YoCausal: How Far is Video Generation from World Model? A Causality Perspective

TL;DR

YoCausal employs a two-level causality benchmark using real-world videos and natural reversal, evaluating 13 SOTA video diffusion models' causal understanding via RSI and CCI metrics.

cs.CV 🔴 Advanced 2026-05-29 71 views

You-Zhe Xie Yu-Hsuan Li Jie-Ying Lee Kaipeng Zhang Yu-Lun Liu Zhixiang Wang

AI Reader Arxiv Page Download PDF

causal reasoning video generation cognitive science model evaluation diffusion models

Key Findings

Methodology

This study introduces YoCausal, a causality evaluation framework inspired by the cognitive science VoE paradigm. It leverages zero-cost temporal reversal of real-world videos to generate natural counterfactuals, establishing an extensible evaluation protocol. The first level, Reverse Surprise Index (RSI), quantifies arrow-of-time perception via denoising loss differences between forward and reversed videos. The second level, Causality Cognition Index (CCI), employs a vision-language model (VLM) to automatically partition datasets into causal and non-causal subsets, disentangling genuine causal reasoning from temporal biases. This approach circumvents synthetic data limitations, enabling large-scale, real-world applicability. The framework assesses 13 state-of-the-art diffusion models, revealing that perceiving temporal direction does not equate to causal understanding, with significant gaps compared to human performance.

Key Results

In Level 1 RSI evaluation, several models (e.g., Wan2.2-A14B) surpass 50% accuracy, indicating some sensitivity to temporal arrow, but overall performance remains well below human upper bounds (human RSI ~87.3%).
In Level 2 CCI analysis, only a few models (e.g., Wan2.2-A14B, CogVideoX1.5-5B) show signs of causal cognition, with CCI scores around 0.45, still far from human levels (~0.78), highlighting the gap in deep causal understanding.
Scaling parameters and architectural improvements (e.g., from UNet to DiT) correlate positively with causal cognition metrics, suggesting that larger, more complex models tend to better grasp causal relationships.

Significance

This work pioneers a real-world, scalable causality benchmark for video diffusion models, moving beyond synthetic or controlled datasets. It provides a rigorous, quantitative measure of models’ causal perception and reasoning, revealing that current models mainly capture superficial temporal patterns rather than true causal understanding. The methodology bridges the gap between cognitive science and AI, offering a new lens to evaluate and improve models’ scene comprehension.

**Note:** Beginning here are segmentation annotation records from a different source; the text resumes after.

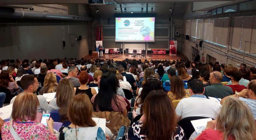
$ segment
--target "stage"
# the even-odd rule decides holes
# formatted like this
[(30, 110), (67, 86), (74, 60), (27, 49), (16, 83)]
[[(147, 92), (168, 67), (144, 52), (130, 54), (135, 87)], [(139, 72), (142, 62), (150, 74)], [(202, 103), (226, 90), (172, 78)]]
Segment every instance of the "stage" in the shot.
[(150, 60), (188, 60), (187, 57), (183, 54), (178, 54), (176, 56), (172, 56), (169, 54), (148, 54), (146, 57), (141, 57), (140, 54), (138, 54), (138, 57), (132, 57), (131, 54), (103, 54), (102, 57), (93, 57), (92, 54), (88, 54), (84, 56), (84, 59), (95, 59), (96, 58), (100, 59), (113, 59), (114, 60), (122, 61), (126, 58), (136, 59), (138, 60), (141, 59), (142, 61), (144, 61), (145, 59)]

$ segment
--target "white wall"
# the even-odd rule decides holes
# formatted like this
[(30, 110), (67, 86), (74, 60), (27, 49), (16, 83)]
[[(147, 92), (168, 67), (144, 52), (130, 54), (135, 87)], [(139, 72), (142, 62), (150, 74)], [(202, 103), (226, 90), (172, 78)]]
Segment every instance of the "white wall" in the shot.
[[(81, 58), (88, 54), (88, 38), (78, 42), (79, 35), (89, 36), (88, 22), (64, 23), (66, 47), (62, 47), (61, 22), (57, 21), (18, 20), (16, 24), (0, 24), (0, 60)], [(72, 44), (74, 45), (72, 47)]]

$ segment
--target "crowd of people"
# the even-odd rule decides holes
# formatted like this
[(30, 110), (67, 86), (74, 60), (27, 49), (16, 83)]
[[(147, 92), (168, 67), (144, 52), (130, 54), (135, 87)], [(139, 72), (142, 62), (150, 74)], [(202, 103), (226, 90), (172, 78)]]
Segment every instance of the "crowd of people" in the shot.
[[(1, 137), (110, 140), (126, 124), (123, 140), (253, 140), (256, 68), (249, 68), (184, 60), (3, 60), (0, 107), (13, 105), (10, 120), (0, 119)], [(52, 92), (47, 102), (42, 95)], [(47, 126), (38, 120), (44, 113), (51, 114)], [(114, 123), (103, 130), (92, 118), (99, 115)], [(201, 134), (188, 133), (181, 122), (197, 117), (213, 120)], [(54, 122), (63, 123), (59, 130)]]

The insights gained can guide future architecture design, training strategies, and the development of models capable of genuine causal reasoning, which is essential for autonomous decision-making, scene understanding, and AI alignment.

Technical Contribution

The paper introduces a novel dual-metric framework: RSI quantifies arrow-of-time perception via denoising loss differences, while CCI leverages a VLM to distinguish causal from non-causal videos automatically. The zero-cost temporal reversal technique allows large-scale, real-world data utilization without synthetic scene generation. The combination of these metrics disentangles temporal bias from causal reasoning, providing a nuanced evaluation of models’ causal cognition. Additionally, the study demonstrates that model scale and architecture evolution (e.g., from UNet to DiT) enhance causal understanding, establishing scaling laws in this higher-order reasoning domain. This framework sets a new standard for causality assessment in generative models.

Novelty

This research is the first to adapt the VoE paradigm for evaluating causal understanding in real-world video diffusion models, utilizing natural, zero-cost temporal reversal instead of synthetic scenes. It introduces a two-level, scalable benchmark that disentangles arrow-of-time perception from genuine causal reasoning, addressing the limitations of prior physics-based or synthetic benchmarks. The integration of a VLM for dataset partitioning and the design of RSI and CCI metrics constitute significant innovations, enabling large-scale, real-world applicability. These contributions collectively push forward the frontier of causal cognition evaluation in generative AI, bridging cognitive science principles with modern deep learning techniques.

Limitations

In scenarios where forward and reversed videos are visually indistinguishable (e.g., Newton’s cradle), RSI fails to differentiate models’ sensitivity to time arrow, limiting its universality.
The reliance on model weights for denoising loss computation restricts external evaluation to open-source models, hindering assessment of proprietary or closed models.
Current models show limited performance in complex, long-term causal chains, indicating the need for more sophisticated causal inference mechanisms and multi-modal integration in future work.

Future Work

未来将探索多模态信息（如声音、文本）融合以增强因果推理能力，扩展到更复杂场景和长序列中。同时，结合因果推理的自监督训练策略，提升模型的深层因果理解。还计划引入可解释性机制，揭示模型内部的因果推理路径，推动构建更具自主性和可信度的智能系统。此外，研究将关注模型在长时序、多因果关系场景中的表现，优化算法效率和泛化能力，为实现更接近人类的因果理解提供技术支撑。

AI Executive Summary

在人工智能的长远发展中，构建具有深层因果理解能力的模型一直是核心追求。尽管近年来视频生成技术取得了巨大突破，尤其是基于扩散机制的模型（如Stable Diffusion、Denoising Diffusion Probabilistic Models）在生成逼真连续视频方面表现出色，但其是否真正理解事件背后的因果关系，仍是一个悬而未决的问题。传统的评估方法多依赖合成数据或受控场景，难以反映模型在复杂真实环境中的因果推理能力。

本文提出了YoCausal，一个基于认知科学VoE范式的双层因果认知评估体系。通过对真实视频进行零成本的时间逆转，生成自然的反事实样本，建立了可扩展的评估协议。这一创新使得模型在真实多样场景中被检验其对时间箭头和因果关系的敏感性。第一层指标是逆惊讶指数（RSI），利用去噪损失量化模型对时间方向的感知能力；第二层指标是因果认知指数（CCI），结合视觉-语言模型（VLM）自动划分因果关系，区分模型对因果关系的真正理解与统计偏差。

通过对13个主流扩散模型的系统评估，结果显示：虽然部分模型（如Wan2.2-A14B）在RSI指标上超过50%的随机猜测线，表现出一定的时间箭头感知，但整体仍远低于人类水平（人类最高RSI达87.3%）。在CCI指标方面，少数模型表现出初步的因果认知能力，但差距依然明显。这表明当前模型主要捕捉统计时间偏差，缺乏深层次的因果理解。参数规模和架构的演进（如从UNet到DiT）对因果认知具有正向促进作用，验证了模型复杂度的提升有助于因果推理能力的增强。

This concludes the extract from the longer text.